Recommandations pour une action immédiate
La violence des colons, y compris les attaques qui ont eu lieu vendredi et samedi, est le résultat direct du régime d’apartheid colonial israélien qui non seulement autorise, mais encourage, la dépossession des Palestiniens indigènes de leurs terres. L’absence totale de responsabilité et de système judiciaire capable de rendre des décisions justes, impartiales et indépendantes a renforcé la détermination des colons illégaux à poursuivre leurs attaques violentes et destructrices qui privent les Palestiniens de leur vie et de leurs moyens de subsistance.

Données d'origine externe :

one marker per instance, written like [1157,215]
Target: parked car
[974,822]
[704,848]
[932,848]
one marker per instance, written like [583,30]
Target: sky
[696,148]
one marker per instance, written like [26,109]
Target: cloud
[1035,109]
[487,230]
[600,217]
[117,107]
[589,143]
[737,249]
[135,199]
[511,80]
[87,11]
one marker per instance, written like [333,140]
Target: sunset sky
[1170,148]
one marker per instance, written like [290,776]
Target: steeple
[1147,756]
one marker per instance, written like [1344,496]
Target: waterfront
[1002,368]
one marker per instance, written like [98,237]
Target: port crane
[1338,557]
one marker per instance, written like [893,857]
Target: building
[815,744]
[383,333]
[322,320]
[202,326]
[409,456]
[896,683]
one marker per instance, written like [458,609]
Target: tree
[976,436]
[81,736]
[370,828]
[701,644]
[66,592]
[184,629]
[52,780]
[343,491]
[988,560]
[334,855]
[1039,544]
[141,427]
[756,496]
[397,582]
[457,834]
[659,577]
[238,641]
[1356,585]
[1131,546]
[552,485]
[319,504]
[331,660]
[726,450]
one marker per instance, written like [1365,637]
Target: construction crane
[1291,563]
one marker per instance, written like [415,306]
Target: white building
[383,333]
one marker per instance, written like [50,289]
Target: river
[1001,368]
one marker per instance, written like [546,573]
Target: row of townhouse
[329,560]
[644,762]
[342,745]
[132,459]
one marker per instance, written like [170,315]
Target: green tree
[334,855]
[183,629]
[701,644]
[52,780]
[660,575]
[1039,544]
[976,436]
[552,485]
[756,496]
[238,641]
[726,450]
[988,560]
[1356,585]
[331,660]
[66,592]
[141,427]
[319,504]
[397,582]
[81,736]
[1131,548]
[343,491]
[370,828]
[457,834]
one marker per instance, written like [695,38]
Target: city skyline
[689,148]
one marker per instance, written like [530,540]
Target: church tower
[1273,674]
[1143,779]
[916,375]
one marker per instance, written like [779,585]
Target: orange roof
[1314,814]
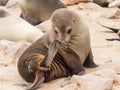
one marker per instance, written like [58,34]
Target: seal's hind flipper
[39,79]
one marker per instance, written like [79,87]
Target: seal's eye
[69,31]
[55,32]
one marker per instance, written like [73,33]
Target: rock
[15,28]
[11,51]
[44,26]
[71,2]
[3,2]
[115,3]
[115,15]
[12,3]
[99,80]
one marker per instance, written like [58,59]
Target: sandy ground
[106,53]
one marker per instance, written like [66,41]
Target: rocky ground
[106,54]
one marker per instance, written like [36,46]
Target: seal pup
[69,28]
[116,30]
[37,11]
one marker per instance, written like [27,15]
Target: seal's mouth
[65,45]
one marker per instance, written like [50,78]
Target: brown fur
[70,29]
[103,3]
[37,11]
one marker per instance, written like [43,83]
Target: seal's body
[70,29]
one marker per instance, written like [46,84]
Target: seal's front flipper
[39,79]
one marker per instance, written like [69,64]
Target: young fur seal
[37,11]
[72,55]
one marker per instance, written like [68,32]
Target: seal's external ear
[73,21]
[3,13]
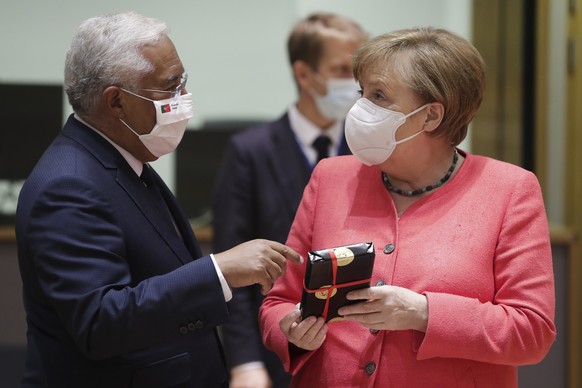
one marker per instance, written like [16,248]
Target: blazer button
[370,368]
[389,248]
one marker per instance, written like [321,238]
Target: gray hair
[105,51]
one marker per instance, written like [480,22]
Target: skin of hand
[250,378]
[388,308]
[255,262]
[308,334]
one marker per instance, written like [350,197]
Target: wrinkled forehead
[392,66]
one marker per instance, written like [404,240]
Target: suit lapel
[186,249]
[289,166]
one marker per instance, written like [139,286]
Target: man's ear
[434,116]
[113,101]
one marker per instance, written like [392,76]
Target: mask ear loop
[414,134]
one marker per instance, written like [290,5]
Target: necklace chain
[411,193]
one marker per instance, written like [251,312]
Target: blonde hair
[437,65]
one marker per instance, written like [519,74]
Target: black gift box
[341,269]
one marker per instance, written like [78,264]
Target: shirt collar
[306,132]
[133,162]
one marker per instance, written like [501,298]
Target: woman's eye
[378,96]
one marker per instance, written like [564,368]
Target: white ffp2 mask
[371,131]
[341,95]
[172,115]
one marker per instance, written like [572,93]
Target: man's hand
[255,262]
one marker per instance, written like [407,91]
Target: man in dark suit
[116,290]
[267,167]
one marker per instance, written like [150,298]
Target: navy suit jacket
[257,193]
[113,296]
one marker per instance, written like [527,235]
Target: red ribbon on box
[330,290]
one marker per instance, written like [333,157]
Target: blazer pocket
[171,372]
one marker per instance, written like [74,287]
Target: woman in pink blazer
[462,287]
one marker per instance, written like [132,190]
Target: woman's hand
[388,308]
[308,334]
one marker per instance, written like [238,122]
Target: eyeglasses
[176,92]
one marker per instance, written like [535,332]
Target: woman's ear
[434,117]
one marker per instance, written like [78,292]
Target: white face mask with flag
[172,115]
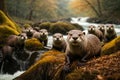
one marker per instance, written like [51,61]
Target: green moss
[33,44]
[44,68]
[111,47]
[26,26]
[51,65]
[61,27]
[45,25]
[4,20]
[7,27]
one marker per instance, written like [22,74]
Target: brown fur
[16,41]
[59,42]
[44,36]
[93,30]
[101,27]
[110,33]
[7,51]
[81,47]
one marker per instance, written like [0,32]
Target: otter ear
[67,33]
[84,33]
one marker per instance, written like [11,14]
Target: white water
[80,21]
[9,76]
[83,22]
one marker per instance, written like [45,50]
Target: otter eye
[79,34]
[70,34]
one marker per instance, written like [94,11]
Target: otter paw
[66,68]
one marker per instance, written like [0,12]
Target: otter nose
[75,38]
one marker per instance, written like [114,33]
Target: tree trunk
[93,8]
[2,6]
[99,7]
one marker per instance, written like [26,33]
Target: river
[80,21]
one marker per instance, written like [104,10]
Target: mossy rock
[111,47]
[7,27]
[26,26]
[44,68]
[4,20]
[61,27]
[45,25]
[78,26]
[51,64]
[33,44]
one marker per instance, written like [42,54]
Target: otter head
[58,38]
[43,32]
[91,29]
[22,37]
[101,27]
[109,28]
[75,37]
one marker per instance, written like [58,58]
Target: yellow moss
[51,52]
[7,27]
[44,67]
[111,47]
[33,44]
[61,27]
[26,26]
[4,20]
[5,31]
[45,25]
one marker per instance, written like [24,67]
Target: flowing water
[80,21]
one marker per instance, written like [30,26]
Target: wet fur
[84,48]
[59,42]
[110,33]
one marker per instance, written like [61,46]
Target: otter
[101,27]
[93,30]
[43,36]
[7,51]
[81,47]
[58,42]
[110,33]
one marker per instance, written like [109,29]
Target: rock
[111,47]
[7,27]
[50,67]
[33,44]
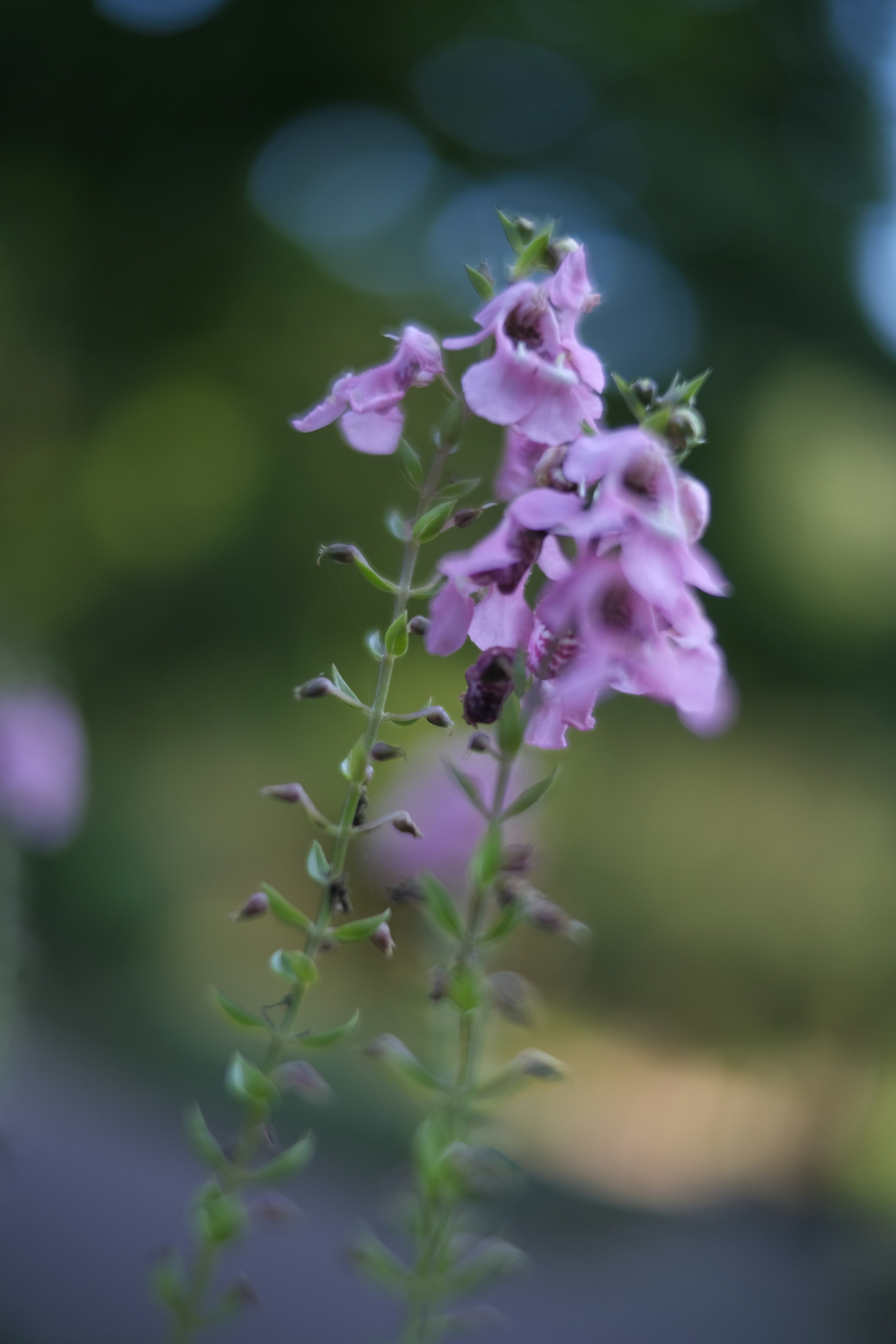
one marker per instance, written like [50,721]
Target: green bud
[220,1218]
[397,640]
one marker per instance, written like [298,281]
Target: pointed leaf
[528,798]
[440,905]
[457,490]
[410,462]
[295,966]
[534,253]
[240,1015]
[402,1062]
[374,644]
[378,1263]
[433,522]
[343,685]
[397,636]
[469,787]
[248,1084]
[359,929]
[629,398]
[484,288]
[690,390]
[203,1140]
[397,525]
[332,1037]
[289,1163]
[285,910]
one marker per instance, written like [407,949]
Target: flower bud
[360,811]
[408,827]
[645,390]
[284,792]
[304,1080]
[545,914]
[315,689]
[273,1209]
[405,893]
[386,752]
[490,683]
[338,892]
[340,553]
[382,939]
[256,906]
[518,858]
[440,983]
[514,997]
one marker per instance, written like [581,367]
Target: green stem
[437,1217]
[206,1259]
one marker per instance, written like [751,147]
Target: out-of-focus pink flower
[541,378]
[44,767]
[449,823]
[367,405]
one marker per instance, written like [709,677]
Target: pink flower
[44,764]
[502,565]
[598,634]
[367,405]
[541,378]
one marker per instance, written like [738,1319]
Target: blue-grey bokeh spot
[159,15]
[510,99]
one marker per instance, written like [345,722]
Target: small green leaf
[486,863]
[332,1037]
[440,905]
[359,929]
[629,398]
[687,392]
[510,728]
[457,490]
[285,912]
[378,1263]
[410,462]
[295,966]
[220,1218]
[397,638]
[287,1165]
[401,1062]
[248,1084]
[528,798]
[659,419]
[203,1140]
[494,1259]
[240,1015]
[397,525]
[318,865]
[532,255]
[469,787]
[343,685]
[374,644]
[355,764]
[514,233]
[168,1283]
[452,425]
[433,522]
[510,918]
[484,288]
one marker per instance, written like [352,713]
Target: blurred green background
[179,275]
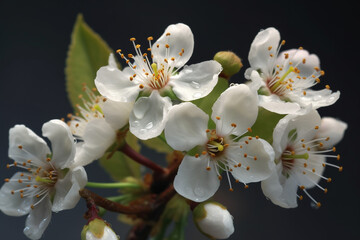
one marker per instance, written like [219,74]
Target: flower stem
[113,185]
[137,157]
[113,206]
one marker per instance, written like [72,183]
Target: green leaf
[158,144]
[87,53]
[265,124]
[120,166]
[175,213]
[206,103]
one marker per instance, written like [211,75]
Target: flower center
[285,77]
[148,74]
[37,183]
[304,160]
[216,144]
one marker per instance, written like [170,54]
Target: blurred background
[34,38]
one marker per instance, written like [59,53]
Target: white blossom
[285,78]
[155,75]
[248,159]
[97,123]
[214,220]
[48,180]
[300,155]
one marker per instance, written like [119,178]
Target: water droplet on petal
[135,124]
[199,191]
[197,95]
[195,85]
[149,125]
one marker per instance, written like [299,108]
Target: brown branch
[137,157]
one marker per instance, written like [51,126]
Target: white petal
[193,181]
[117,113]
[32,147]
[186,127]
[274,104]
[38,220]
[217,223]
[149,116]
[13,204]
[280,190]
[98,137]
[259,55]
[321,98]
[237,104]
[297,56]
[259,169]
[180,38]
[109,234]
[304,125]
[196,81]
[116,85]
[62,143]
[332,128]
[256,81]
[112,61]
[67,189]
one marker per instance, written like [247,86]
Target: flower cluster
[213,132]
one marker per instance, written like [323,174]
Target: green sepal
[175,213]
[207,102]
[158,144]
[265,124]
[87,53]
[118,165]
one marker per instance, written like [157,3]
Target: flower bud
[230,62]
[213,220]
[97,229]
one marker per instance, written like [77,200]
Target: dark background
[34,37]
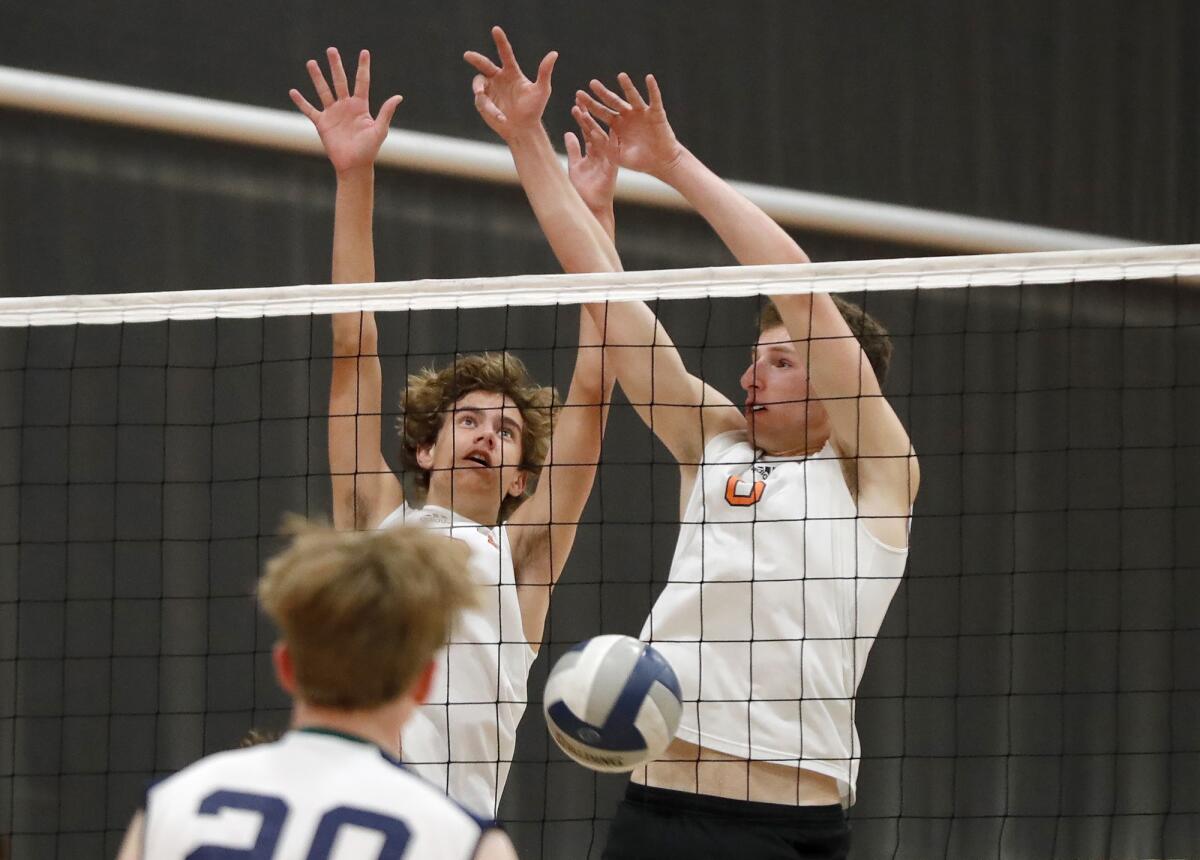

En conséquence, Al-Haq, Al Mezan et la PCHR :
- Demandent instamment aux États tiers d’imposer des sanctions (y compris le gel de tous les actifs sous le contrôle de l’État concerné) à l’encontre de personnalités telles que le Premier ministre Benjamin Netanyahu, le ministre de la sécurité nationale Itamar Ben-Gvir, le ministre de la défense Yoav Gallant et le ministre des finances Bezalel Smotrich, entre autres, dont les politiques et les plans prévoient l’expansion des colonies et l’appropriation de terres palestiniennes ;
- Appeler les États tiers à interdire l’importation sur leur territoire de biens et de services provenant de colonies illégales, ainsi que l’achat de biens auprès d’entreprises figurant dans la base de données des Nations unies et les investissements dans ces entreprises ;
- Appeler les entreprises et les institutions financières, conformément aux responsabilités qui leur incombent en vertu des principes directeurs des Nations Unies relatifs aux entreprises et aux droits de l’homme, à se désinvestir et à se désengager de l’entreprise de colonisation illégale d’Israël ;
- Invite les États à suspendre leur assistance militaire et à appliquer un embargo bilatéral sur les armes à destination d’Israël, faute de quoi ils risquent d’être considérés comme complices de crimes de guerre, de crimes contre l’humanité et de génocide ;
- Exhorter les États tiers à reconnaître que le système judiciaire israélien fait partie intégrante du régime d’apartheid colonial israélien, à soutenir pleinement le travail de la CPI et de la Commission internationale indépendante d’enquête sur le territoire palestinien occupé, et à exiger davantage d’actions de leur part en réponse aux atrocités commises quotidiennement en Cisjordanie et dans la bande de Gaza. En particulier, le Bureau du Procureur de la CPI doit être aidé dans ses efforts d’investigation afin de pouvoir délivrer des mandats d’arrêt sans plus attendre ; et
- Appeler la communauté internationale – représentée par les Nations Unies – à mettre de côté ses intérêts géopolitiques et économiques afin de s’attaquer aux causes profondes de la détresse palestinienne, en mettant fin à l’occupation et en démantelant le régime d’apartheid colonial d’Israël, et en garantissant ainsi le respect du droit collectif du peuple palestinien à l’autodétermination.
Al-Haq est une organisation non gouvernementale palestinienne indépendante de défense des droits de l’homme basée à Ramallah, en Cisjordanie. Créée en 1979 pour protéger et promouvoir les droits de l’homme et l’État de droit dans le territoire palestinien occupé (TPO), l’organisation jouit d’un statut consultatif spécial auprès du Conseil économique et social des Nations unies.